242 運動と入浴のタイミングで体脂肪を減らす

運動をして筋肉が温まると、筋肉の中にある脂肪分解酵素のリパーゼの働きが活性化されて、脂肪の分解が進みます。脂肪には、グリセロールに結合している脂肪酸の数によってモノグリセリド(1個)、ジグリセリド(2個)、トリグリセリド(3個)があり、中性脂肪と呼ばれるのはトリグリセリドです。細胞の中に取り込まれた結合した脂肪酸は、細胞の中でリパーゼの働きによって脂肪酸が単独状態になります。この単独の脂肪酸が細胞の中にあるエネルギー産生器官のミトコンドリアの中に取り込まれます。ミトコンドリアの膜を通過するときには、脂肪酸はL‐カルニチンと結合した形となっている必要があります。
運動をして筋肉が温まっている間はリパーゼによって脂肪分解が進んでいて、その結果として脂肪の燃焼(代謝)が進んでいます。では、運動を終えると脂肪分解も終わるのかというと、そのようなことはなくて、運動終了後も30分ほどは筋肉が温まっているのでリパーゼは働き続けています。筋肉の温度が下がるにつれてリパーゼの活性は低下していくものの、運動をしていない間も脂肪酸の燃焼が続いています。
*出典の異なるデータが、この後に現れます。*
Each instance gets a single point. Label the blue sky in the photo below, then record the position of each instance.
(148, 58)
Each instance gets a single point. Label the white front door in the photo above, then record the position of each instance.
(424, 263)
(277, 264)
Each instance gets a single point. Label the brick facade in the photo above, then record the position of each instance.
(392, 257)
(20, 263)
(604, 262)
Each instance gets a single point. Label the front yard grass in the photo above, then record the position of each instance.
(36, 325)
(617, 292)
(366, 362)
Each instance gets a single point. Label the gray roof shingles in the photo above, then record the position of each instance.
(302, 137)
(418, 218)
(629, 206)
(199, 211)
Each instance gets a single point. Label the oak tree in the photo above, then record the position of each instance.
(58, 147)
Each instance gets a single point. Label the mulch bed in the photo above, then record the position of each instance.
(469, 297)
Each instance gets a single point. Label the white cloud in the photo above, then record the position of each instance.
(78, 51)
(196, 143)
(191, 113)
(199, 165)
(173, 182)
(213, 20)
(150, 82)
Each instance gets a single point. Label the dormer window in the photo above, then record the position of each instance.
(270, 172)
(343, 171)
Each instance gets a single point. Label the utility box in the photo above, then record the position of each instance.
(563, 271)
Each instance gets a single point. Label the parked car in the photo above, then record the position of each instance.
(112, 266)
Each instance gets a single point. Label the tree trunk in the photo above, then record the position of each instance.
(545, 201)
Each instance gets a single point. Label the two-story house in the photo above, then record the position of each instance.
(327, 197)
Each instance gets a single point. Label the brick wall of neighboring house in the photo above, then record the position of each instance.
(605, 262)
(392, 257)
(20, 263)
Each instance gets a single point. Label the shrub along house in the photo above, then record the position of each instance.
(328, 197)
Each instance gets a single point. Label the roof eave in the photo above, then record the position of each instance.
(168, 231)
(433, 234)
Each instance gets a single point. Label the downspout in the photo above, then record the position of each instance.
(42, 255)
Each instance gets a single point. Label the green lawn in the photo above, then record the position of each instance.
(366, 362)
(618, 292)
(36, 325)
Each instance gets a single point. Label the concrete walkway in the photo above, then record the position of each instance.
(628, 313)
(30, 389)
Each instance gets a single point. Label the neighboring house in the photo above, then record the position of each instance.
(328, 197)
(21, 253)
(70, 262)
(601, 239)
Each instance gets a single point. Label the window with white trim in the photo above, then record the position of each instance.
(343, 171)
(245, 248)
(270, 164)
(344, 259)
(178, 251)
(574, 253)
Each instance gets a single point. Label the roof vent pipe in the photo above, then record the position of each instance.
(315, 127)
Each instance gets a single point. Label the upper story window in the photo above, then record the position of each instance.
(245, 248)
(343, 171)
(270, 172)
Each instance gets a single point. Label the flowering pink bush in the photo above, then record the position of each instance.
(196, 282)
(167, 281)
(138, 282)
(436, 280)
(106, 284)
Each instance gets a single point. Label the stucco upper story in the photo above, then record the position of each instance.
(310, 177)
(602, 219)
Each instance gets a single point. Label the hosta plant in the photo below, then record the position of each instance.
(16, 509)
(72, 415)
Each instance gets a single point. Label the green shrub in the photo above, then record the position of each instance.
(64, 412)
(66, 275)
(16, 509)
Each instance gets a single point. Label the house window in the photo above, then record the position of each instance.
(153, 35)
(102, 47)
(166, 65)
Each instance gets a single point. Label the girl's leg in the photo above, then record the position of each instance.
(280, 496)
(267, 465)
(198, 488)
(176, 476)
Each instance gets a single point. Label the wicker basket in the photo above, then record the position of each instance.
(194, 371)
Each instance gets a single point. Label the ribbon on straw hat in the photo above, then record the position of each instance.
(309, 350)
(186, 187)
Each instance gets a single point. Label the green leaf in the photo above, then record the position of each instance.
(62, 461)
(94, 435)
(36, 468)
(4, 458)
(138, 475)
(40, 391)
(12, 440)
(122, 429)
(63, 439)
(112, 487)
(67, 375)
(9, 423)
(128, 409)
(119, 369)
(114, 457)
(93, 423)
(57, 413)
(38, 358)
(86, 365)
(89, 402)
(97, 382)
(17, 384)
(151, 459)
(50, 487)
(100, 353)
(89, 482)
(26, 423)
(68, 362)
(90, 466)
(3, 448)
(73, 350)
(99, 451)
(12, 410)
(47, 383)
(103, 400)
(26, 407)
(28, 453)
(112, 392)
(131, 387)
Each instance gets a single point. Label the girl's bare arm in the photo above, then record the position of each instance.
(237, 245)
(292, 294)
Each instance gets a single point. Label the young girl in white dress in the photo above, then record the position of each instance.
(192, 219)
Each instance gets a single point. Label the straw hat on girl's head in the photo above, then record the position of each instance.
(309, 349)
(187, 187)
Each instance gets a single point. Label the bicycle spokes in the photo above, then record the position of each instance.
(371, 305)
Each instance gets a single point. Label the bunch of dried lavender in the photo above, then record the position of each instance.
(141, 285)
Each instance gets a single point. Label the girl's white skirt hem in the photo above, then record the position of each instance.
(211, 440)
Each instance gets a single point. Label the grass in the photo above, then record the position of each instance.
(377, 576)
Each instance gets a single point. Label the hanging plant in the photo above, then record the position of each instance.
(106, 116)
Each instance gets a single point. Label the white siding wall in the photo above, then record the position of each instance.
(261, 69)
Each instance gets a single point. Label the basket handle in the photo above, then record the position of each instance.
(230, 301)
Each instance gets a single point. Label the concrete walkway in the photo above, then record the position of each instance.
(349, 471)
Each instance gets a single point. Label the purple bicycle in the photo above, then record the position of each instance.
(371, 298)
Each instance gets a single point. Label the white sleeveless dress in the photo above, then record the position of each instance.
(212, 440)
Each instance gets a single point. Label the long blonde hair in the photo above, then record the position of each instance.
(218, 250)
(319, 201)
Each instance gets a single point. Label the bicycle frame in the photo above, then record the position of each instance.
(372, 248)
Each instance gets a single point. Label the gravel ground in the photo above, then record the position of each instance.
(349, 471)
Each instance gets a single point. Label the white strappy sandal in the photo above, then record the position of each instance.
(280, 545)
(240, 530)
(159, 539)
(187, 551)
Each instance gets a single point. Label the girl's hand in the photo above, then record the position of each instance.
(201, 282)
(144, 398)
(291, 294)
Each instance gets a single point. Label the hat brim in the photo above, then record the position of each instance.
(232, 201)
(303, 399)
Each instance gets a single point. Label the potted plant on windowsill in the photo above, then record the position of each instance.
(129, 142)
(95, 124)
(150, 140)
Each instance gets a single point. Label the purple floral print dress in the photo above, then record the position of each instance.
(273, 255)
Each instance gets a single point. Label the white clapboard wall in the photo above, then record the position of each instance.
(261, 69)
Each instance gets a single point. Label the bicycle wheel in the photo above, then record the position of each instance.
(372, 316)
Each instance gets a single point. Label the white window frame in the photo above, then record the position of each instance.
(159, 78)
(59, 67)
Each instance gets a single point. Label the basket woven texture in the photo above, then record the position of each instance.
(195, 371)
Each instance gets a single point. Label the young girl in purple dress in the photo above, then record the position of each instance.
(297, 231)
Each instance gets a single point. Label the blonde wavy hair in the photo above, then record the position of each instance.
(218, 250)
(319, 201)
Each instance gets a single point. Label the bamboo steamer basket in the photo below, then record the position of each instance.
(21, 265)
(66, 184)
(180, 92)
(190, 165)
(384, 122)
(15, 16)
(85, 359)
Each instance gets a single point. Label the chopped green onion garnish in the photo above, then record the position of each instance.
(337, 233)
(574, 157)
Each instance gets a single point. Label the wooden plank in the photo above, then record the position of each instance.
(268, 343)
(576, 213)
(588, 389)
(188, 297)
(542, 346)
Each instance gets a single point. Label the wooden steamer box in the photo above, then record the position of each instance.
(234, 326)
運動には汗を流したくなり、入浴したくなるところですが、入浴すると筋肉の温度が高くなってリパーゼの活性が止まることになります。リパーゼは活性化しやすい温度帯が決まっていて、温度が低くても高くても活性が下がることになります。そこで運動後には入浴をしないで、そのまま過ごすか、汗を流したいならシャワーを浴びるだけにしておきます。ぬるめの温度での入浴でも、お湯の温度が筋肉に伝わって、運動後の筋肉を温めることになります。それに対してシャワーは、身体の表面は温めても、奥の筋肉までは熱は伝わっていかないので、リパーゼの活性に影響を与えることはできません。そして、30分を過ぎて、筋肉の温度が下がってきてから入浴をするようにするのが、リパーゼの機能を低下させずに体脂肪を減らす方法です。